London | United Kingdom
When talking about his work, most expert’s agree that Rembrandt’s Christ Presented to the People is perhaps his most significant creation. When you consider some of the amazing works that Rembrandt has created in a wide variety of mediums, this statement underscores just how special this work really is. The art collecting world went abuzz when it it was announced that this spectacular piece will be offered for sale by Christie’s on 5 July 2018 in London at the Old Masters Evening Sale. Prior to this monumental sale the work has been displayed to audiences worldwide.
Rembrandt wasn’t just a talented painter, he alongside such greats as Picasso and Goya, were considered and still is, to be one of the most talented printmakers in history. His works are legendary. He created around 300 unique prints with each one dealing with a different topic and coming in at a different scale. Ranging from highly detailed and densely packed scenes with multiple individuals to minimalist small prints. The spectacular piece that is set to go on sale is one of Rembrandt‘s largest works. Rembrandt’s Christ Presented to the People or Ecce Homo, deals with a very pivotal New Testament scene in which Pontius Pilate quizzes the crowds of Jerusalem, asking them whether or not Barabbas or Jesus Christ himself should be spared from being executed.
The print in question is incredibly relevant as it concludes an important chapter in the New Testament, following the arrest of Christ, dealing with his trials and persecutions. The print itself is highly intricate. It depicts Christ, with his hands bound, alongside a staff-wielding Pilate and Barabbas, just outside of Pilate’s palace. Below them a crowd have gathered and all appear to be gazing up at the two prisoners. It’s truly breath-taking and in all honesty, no words can do this print justice alone. It is one which has to be seen to be truly appreciated.

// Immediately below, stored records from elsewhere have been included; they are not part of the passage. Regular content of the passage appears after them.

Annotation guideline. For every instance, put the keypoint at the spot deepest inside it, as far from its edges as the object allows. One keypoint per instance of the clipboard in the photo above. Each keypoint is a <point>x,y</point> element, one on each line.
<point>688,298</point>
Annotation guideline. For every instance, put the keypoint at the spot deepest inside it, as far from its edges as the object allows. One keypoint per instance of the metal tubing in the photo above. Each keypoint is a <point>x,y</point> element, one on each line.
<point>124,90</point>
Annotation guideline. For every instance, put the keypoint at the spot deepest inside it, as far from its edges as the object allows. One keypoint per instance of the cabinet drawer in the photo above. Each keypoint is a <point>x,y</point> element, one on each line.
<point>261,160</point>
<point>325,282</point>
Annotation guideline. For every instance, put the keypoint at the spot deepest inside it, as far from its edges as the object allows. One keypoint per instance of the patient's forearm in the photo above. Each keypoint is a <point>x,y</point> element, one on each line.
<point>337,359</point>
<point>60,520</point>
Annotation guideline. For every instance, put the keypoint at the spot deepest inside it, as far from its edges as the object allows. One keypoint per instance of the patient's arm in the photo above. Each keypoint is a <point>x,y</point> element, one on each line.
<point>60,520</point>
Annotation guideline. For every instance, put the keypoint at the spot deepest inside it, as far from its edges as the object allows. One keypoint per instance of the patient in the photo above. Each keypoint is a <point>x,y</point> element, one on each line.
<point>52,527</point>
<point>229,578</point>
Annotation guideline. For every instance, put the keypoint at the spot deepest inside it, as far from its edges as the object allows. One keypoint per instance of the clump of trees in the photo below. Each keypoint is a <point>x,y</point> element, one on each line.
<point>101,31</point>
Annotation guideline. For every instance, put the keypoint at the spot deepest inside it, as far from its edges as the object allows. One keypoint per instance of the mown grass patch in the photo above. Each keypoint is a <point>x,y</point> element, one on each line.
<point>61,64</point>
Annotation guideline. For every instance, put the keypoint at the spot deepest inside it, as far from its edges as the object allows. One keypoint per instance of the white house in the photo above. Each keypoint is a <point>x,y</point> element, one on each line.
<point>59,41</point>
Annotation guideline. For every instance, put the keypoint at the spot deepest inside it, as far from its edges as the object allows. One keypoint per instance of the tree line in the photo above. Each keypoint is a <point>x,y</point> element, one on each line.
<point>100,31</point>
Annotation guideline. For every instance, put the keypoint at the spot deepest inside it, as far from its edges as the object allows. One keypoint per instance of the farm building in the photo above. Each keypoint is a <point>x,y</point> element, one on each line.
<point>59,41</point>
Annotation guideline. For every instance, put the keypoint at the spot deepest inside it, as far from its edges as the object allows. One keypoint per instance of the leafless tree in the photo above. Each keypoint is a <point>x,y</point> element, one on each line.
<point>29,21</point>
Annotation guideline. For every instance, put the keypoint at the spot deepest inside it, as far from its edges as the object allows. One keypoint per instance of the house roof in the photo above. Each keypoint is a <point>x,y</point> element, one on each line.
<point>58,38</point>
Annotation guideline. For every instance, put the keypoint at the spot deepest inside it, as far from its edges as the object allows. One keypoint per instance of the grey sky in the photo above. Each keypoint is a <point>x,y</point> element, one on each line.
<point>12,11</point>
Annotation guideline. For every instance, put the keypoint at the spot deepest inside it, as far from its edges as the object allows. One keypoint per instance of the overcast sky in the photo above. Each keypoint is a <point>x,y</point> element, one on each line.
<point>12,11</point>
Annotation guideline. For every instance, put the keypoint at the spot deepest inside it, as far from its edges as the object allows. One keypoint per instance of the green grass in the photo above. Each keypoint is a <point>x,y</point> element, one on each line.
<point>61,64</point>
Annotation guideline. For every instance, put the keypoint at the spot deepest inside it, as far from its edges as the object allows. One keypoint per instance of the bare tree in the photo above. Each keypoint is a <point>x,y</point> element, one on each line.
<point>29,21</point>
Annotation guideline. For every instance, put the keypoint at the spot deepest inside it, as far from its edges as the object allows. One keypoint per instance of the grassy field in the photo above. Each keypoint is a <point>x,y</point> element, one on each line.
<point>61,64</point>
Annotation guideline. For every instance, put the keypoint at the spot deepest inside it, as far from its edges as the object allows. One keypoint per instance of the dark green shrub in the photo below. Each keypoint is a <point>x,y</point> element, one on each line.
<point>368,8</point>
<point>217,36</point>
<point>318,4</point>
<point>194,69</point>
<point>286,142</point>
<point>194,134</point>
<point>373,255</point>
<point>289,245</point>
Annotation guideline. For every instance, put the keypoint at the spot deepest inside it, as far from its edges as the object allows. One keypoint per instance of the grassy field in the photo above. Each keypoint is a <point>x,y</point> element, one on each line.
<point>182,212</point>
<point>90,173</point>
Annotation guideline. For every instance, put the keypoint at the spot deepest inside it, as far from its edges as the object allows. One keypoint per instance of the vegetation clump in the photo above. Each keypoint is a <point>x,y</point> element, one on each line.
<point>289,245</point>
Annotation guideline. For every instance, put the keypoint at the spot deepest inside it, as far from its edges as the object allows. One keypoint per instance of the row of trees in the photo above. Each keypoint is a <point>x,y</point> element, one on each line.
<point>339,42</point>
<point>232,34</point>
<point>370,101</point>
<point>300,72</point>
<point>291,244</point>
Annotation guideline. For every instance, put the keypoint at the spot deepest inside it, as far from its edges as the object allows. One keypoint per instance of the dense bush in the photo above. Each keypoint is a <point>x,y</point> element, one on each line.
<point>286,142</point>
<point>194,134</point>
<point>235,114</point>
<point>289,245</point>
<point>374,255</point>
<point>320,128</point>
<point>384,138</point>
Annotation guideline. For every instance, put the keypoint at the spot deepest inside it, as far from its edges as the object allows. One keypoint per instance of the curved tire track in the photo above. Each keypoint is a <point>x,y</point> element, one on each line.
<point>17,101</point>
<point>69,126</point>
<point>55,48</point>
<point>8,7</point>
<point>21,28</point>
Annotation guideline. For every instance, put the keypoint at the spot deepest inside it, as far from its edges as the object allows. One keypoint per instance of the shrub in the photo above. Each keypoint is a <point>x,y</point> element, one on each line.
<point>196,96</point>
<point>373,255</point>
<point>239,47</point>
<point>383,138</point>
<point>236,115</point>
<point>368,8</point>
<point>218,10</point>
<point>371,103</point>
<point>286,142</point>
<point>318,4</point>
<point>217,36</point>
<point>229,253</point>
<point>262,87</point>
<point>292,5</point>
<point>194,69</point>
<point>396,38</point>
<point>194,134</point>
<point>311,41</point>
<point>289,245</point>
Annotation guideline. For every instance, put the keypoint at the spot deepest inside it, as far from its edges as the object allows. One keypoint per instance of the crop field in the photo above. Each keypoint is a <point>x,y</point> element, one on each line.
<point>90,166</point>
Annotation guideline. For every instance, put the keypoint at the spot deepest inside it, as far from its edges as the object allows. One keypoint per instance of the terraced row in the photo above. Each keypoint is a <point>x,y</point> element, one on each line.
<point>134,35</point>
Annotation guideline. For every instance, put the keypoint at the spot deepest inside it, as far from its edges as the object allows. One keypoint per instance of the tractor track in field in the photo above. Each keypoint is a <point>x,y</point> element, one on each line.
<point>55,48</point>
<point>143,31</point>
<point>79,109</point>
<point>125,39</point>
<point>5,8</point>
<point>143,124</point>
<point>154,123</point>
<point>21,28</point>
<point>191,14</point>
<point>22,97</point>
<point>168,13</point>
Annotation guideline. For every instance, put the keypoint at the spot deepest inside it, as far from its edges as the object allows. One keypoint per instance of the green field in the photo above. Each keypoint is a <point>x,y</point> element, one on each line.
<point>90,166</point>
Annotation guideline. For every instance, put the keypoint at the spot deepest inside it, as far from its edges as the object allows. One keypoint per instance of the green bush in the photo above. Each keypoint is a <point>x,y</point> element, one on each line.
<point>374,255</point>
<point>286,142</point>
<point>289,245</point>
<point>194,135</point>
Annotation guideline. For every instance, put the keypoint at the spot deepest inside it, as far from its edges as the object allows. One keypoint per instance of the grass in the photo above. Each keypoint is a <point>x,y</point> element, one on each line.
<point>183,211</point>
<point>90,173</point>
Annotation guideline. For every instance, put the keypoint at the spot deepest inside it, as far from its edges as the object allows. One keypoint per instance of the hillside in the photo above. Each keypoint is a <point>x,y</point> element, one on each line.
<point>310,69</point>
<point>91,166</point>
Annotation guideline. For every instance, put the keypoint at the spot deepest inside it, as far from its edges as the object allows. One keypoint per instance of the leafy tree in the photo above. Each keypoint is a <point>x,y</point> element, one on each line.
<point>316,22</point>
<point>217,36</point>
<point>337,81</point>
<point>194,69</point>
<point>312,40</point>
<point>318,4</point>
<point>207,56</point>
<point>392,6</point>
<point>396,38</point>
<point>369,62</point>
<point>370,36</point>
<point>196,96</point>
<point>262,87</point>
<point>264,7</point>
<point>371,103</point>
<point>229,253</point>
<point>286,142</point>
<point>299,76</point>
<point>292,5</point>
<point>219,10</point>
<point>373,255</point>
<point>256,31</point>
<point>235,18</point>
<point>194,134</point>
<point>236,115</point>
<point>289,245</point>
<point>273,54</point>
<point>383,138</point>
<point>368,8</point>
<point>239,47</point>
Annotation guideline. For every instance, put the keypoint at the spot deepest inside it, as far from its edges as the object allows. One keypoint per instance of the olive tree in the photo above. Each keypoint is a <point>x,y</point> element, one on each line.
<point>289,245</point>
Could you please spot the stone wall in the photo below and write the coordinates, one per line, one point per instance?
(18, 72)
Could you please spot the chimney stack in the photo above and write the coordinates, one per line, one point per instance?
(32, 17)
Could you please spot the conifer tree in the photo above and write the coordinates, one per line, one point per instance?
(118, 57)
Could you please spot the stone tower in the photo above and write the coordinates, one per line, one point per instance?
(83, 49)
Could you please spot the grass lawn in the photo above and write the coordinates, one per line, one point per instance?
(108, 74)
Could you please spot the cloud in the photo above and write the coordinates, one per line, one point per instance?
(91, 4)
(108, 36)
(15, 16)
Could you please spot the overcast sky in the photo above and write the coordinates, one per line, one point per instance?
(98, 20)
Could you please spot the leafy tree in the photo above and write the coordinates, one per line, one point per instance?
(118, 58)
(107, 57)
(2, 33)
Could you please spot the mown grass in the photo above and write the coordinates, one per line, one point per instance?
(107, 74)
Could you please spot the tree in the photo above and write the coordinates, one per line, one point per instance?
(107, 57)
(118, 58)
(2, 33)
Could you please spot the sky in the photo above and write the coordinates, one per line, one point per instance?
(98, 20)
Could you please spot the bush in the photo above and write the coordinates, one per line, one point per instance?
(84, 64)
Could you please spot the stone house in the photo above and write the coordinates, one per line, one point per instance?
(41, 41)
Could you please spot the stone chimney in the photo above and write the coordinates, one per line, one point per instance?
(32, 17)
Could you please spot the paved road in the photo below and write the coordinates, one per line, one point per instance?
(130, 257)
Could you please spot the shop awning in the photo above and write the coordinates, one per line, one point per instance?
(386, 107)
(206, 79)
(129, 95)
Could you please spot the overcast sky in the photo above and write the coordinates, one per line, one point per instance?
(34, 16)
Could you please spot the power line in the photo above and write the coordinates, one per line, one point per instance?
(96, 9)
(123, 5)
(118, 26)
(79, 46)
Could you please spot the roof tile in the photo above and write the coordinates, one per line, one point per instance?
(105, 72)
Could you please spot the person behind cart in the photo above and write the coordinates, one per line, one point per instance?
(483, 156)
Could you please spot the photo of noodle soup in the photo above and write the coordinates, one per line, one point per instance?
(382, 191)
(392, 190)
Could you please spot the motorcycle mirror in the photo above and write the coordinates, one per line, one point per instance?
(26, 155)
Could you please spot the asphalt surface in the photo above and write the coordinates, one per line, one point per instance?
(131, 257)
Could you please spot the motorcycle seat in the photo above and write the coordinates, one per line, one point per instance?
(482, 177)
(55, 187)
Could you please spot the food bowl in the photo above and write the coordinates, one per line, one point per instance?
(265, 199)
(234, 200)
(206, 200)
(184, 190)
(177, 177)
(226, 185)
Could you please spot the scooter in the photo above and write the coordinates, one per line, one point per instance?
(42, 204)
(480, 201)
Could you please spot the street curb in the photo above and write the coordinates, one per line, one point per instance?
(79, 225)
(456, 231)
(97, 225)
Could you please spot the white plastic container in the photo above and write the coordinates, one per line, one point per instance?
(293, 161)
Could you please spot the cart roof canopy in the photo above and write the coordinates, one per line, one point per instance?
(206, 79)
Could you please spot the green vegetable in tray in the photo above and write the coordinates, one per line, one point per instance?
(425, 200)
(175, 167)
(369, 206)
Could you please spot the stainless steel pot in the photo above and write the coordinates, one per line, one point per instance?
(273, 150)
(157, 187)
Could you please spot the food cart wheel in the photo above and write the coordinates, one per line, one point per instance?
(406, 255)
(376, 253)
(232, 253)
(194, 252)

Created during the artist’s third decade as a printmaker, Rembrandt’s Christ Presented to the People was created in 1655 and is one of only eight known impressions of the celebrated first state of this print and is the last known example in private hands. The other major museums that hold the other seven include The British Museum, The Metropolitan Museum of Art, The Ashmolean Museum, Bibliothèque Nationale de France, Musée du Louvre (Rothschild Collection), Kupferstichkabinett der Staatliche Museen zu Berlin and the Graphische Sammlung Albertina.
The piece is being made available from the collection of the late Samuel Josefowitz. Previously the work was on display in New York, before making its way to Hong Kong. Currently it is at it’s last stop, London until the 28th June and then it will be on display once again from 30 June until the 5th of July. The print will go up for sale with an estimated price of between $3 and $5 Million.
The work is ambitious, it is controversial, it is highly intricate, and it is of an exceptional quality. One look at it will instantly emphasize the reason of why many consider it to be amongst Rembrandt’s best ever works.